Какое гигантское расстояние! Уже Пшемысль, а еще недавно был Рейн. Я проспал десять часов и теперь опять голоден, а жить мне осталось всего сорок восемь часов. Сорок восемь часов уже прошло. Сорок восемь часов сидит во мне это «скоро». Скоро я умру. Вначале я считал «скоро» хоть и неизбежным, но далеким. Неизбежным, но туманным; потом оно все больше и больше сжималось и вот сжалось до пустякового отрезка пути, до двух дней. Колеса крутятся и крутятся, и с каждой секундой я все ближе к концу. Колеса крутятся и отрывают от моей жизни по клочку от моей загубленной жизни. Колеса сокращают мне жизнь, с дурацким перестуком раздирают ее на части; по польской земле они катятся с той же тупой сосредоточенностью, с какой катились по берегу Рейна. Колеса все время одни и те же. На это колесо под дверью, может быть, смотрел еще Пауль; это смазанное мазутом, покрытое коркой грязи колесо бежит из самого Парижа. Наверное, даже из Гавра.

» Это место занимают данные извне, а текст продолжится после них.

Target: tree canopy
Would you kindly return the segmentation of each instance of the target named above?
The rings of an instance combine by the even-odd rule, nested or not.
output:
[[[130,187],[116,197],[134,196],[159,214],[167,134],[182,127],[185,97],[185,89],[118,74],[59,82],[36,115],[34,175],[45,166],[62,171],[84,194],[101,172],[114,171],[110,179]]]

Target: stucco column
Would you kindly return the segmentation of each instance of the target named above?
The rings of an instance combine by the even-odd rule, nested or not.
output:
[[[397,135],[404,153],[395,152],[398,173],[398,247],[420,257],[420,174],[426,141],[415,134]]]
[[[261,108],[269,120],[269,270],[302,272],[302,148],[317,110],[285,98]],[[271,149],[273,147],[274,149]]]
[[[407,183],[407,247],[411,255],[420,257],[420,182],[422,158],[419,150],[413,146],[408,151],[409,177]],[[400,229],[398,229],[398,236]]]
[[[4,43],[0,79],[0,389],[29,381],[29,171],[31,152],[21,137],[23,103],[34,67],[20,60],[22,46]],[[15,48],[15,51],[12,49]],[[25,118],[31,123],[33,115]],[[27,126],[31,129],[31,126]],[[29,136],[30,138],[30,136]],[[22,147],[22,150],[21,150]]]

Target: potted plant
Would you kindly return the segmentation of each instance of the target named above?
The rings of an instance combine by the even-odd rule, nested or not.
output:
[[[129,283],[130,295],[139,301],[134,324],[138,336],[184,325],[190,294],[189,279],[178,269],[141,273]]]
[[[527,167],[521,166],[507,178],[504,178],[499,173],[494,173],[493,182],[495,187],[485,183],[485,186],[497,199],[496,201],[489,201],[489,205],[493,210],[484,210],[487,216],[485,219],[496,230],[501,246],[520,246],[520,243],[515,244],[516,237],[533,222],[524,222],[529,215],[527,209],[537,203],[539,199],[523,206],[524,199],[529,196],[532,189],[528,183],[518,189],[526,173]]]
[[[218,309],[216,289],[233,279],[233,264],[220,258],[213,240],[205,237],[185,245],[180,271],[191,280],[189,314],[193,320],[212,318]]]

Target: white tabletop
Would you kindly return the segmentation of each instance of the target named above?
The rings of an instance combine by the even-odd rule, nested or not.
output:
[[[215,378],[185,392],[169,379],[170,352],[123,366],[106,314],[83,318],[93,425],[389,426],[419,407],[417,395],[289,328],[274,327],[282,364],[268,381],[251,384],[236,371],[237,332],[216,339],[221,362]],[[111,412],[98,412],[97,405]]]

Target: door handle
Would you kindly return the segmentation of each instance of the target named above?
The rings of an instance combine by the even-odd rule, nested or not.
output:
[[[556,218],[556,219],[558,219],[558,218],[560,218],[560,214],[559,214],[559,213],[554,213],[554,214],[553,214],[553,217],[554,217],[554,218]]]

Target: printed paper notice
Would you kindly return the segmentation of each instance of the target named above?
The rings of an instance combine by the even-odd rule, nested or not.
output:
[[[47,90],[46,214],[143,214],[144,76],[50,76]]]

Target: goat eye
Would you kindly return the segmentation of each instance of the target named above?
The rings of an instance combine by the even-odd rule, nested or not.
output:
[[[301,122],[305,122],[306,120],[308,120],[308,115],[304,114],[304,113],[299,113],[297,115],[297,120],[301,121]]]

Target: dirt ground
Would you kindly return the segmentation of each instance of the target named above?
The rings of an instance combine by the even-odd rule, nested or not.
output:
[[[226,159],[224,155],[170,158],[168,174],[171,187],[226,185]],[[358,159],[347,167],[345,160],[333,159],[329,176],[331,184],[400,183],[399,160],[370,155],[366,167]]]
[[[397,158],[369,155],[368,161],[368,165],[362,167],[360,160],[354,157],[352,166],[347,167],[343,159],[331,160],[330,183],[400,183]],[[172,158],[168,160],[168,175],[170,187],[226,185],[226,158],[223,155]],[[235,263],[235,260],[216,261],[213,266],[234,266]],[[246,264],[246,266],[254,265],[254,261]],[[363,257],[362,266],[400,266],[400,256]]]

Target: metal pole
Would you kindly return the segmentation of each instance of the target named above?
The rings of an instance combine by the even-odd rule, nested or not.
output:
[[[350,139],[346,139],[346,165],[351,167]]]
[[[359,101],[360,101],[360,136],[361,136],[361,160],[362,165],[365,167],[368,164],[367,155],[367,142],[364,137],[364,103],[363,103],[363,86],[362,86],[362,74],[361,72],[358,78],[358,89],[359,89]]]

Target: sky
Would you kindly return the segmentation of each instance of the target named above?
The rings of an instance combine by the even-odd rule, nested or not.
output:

Париж, вокзал Монпарнас… Скоро в плетеных стульях под тентами рассядутся парижане; на осеннем ветру они будут попивать вино, глотать сладкую пыль Парижа, потягивать абсент или перно и одним небрежным пижонским щелчком сбрасывать окурки в сточные канавы, в ручейки, которые плещутся под этими ласковыми и всегда насмешливыми небесами. В Париже пять миллионов жителей, множество улиц, множество переулков и видимо-невидимо домов, и ни из одного дома не выглянули глаза той девушки; пять миллионов – это тоже слишком много…

Небритый вдруг с жаром заговорил. Рассвело, люди в вагоне зашевелились, стали ворочаться во сне, и небритый, наверное, почувствовал потребность выговориться, пока народ еще не совсем проснулся. Для его рассказа был нужен ночной час и человек, который слушал бы его, но только один человек.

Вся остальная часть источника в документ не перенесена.